During the two years in which I stayed in Libya I lived in Tripoli. I did contract work, mostly mason jobs and welding jobs. I was there with my brother Sampson, but Sampson got into a company while I worked on daily or weekly basis or whatever longer contract work was available. Life is better if you work with a company in Libya. Because Sampson worked with a company outside Tripoli far away from the capital we did not meet much of one another during our time in Libya. After our journey together all the way up to Libya we lost contact, although we Ghanaians all know from each other where we are and how we live and so on.
The desert trek was all right for me. I don’t mind whatever happens to me as long as I am alive and can fetch some money. So yes I got work to do and I saved money and decided to go to Italy.

Mosaratta is the place in Libya where you get boats to Italy. Just when we were preparing to get into the boats and take off over the sea towards Italy the police came to cut us! They put us in prison for four months and then they simply sent us back by plane to Ghana. Libyan people are not good. They are so arrogant that for example they don’t let us, black people, into their houses. They do not talk to us.

In prison they treated us very badly. They kept beating us every single day and we got nothing to eat. We received no other treats except daily fresh insults. During these four months in prison we did not even get a bath! No soap, no water, no towel, nothing, except beatings. Actually they enjoy disgracing us. Cruel people they are. Now I am back and have nothing to do except some little farming work.

I am waiting for money and then I will try my luck again. I have a friend in Italy who may send me the money to go back to Libya. I am waiting. Now I am weeding the farm while I wait for my chance to go.
I am not married. I will get settled with a woman when I return from there with money. I cannot disgrace a woman by staying with her without money or marrying her in order to just go away again.
The Libyans disgrace us but I can stand it for it is the money that I need.
Next time I go however I will do it differently. I will not try to go to Italy. I will return to Ghana as soon as I have gathered enough money and then I will settle, take a woman and start a business.

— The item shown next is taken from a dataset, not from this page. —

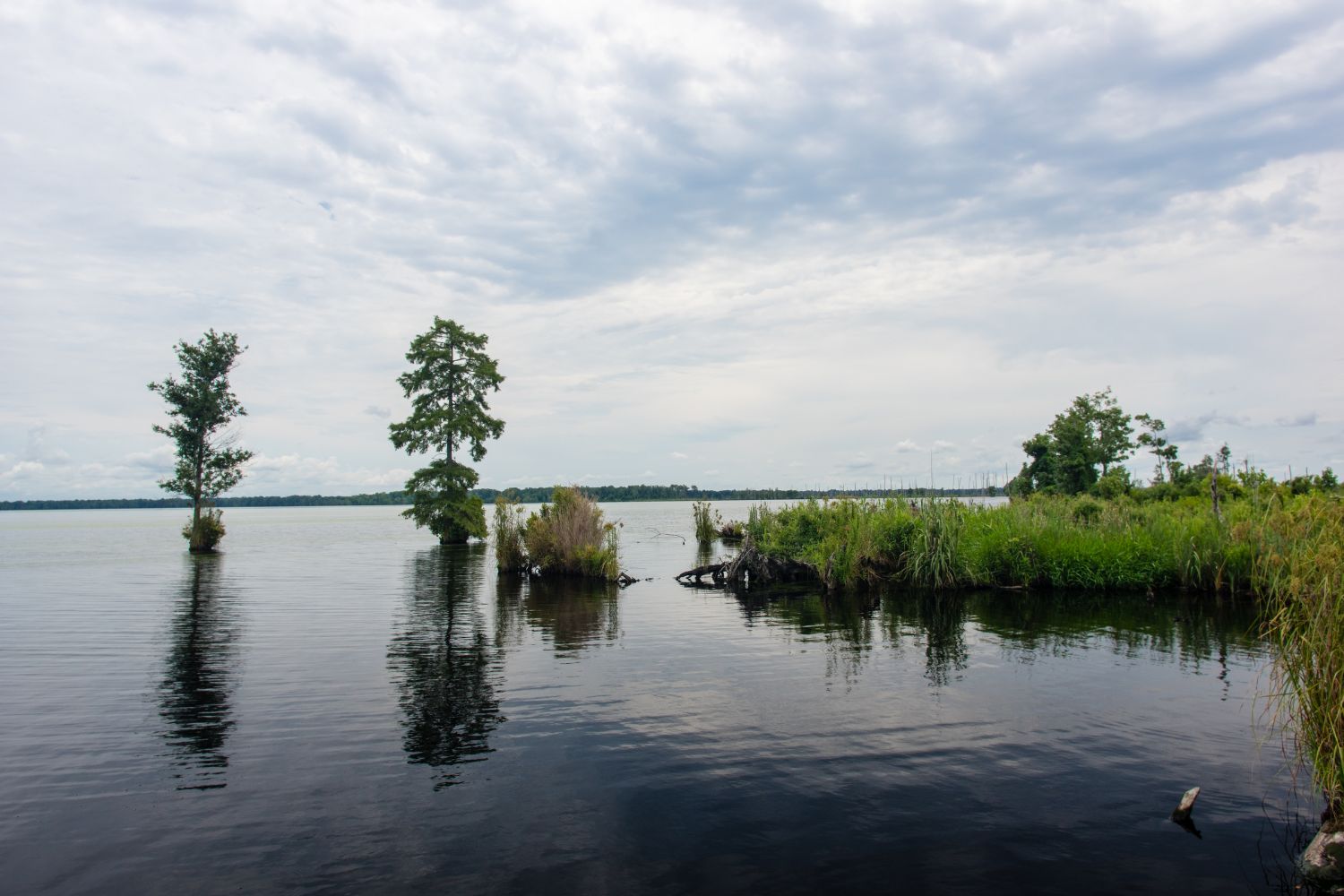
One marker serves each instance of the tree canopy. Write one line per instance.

Next time I will get into a company the way my friend did. Now I know how to go about it. It is a matter of paying the man who leaves the post. The deal is among Ghanaians of course for we look after our own. I will wait in Tripoli till a friend at the company goes to Italy and then I will get his position. It is all a matter of being in the know and paying. To get the job you pay the man who is leaving, that is all. I will go and stay for two years and then return. And then I will settle with my woman and we will live happily and get children and all that.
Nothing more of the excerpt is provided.